Bareksa.com - Otoritas Jasa Keuangan (OJK) menilai ada sekitar 100 juta orang dari golongan yang belum tersentuh atau belum mendapat pelayanan dari bank. Mereka yang terutama berasal dari golongan pekerja informal diharapkan bisa mendapat layanan finansial dari financial technology (fintech) peer-to-peer lending.

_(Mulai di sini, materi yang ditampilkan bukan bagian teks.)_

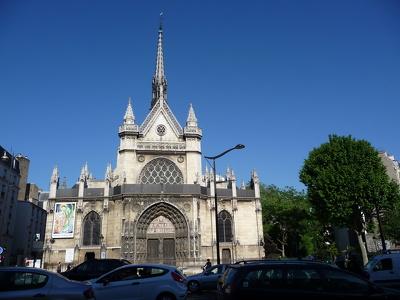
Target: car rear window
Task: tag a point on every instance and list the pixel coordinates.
(12, 281)
(263, 277)
(228, 276)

Direktur Pengaturan Perizinan dan Pengawasan Fintech Otoritas Jasa Keuangan (OJK) Hendrikus Passagi menjelaskan mereka yang berprofesi sebagai petani, pengrajin, hingga nelayan masih belum bisa tersentuh oleh layanan perbankan (underbanked). Padahal, golongan ini memberikan sekitar 70 persen pendapatan nasional dalam bentuk produk domestik bruto (PDB) dan merupakan 90 persen jumlah tenaga kerja di Indonesia.
Hendrikus menyebut, dari seluruh populasi Indonesia 260 juta jiwa, baru sekitar 15 juta orang yang bisa menikmati layanan perbankan. Ada 100 juta orang Indonesia yang masih membutuhkan layanan keuangan dalam bentuk pinjaman sehingga fintech lending bisa menjadi satu jawaban untuk mereka yang belum tersentuh bank.
Di juga menyebutkan sekitar US$70 miliar (Rp98,7 triliun) pendanaan dibutuhkan. Dari 100 juta orang yang membutuhkan, baru sekitar 50 juta orang yang telah mendapatkan pendanaan dari fintech.
"Mempertimbangkan kebutuhan pembiayaan yang besar dan 100 juta orang masih underbanked, kami mendorong partisipasi dalam fintech lending di Indonesia. Masyarakat bisa menjadi investor saham, atau superlender (pemberi pinjaman)," ujar Hendrikus dalam diskusi panel di Indonesia Fintech Summit & Expo 2019 di Jakarta, 24 September 2019.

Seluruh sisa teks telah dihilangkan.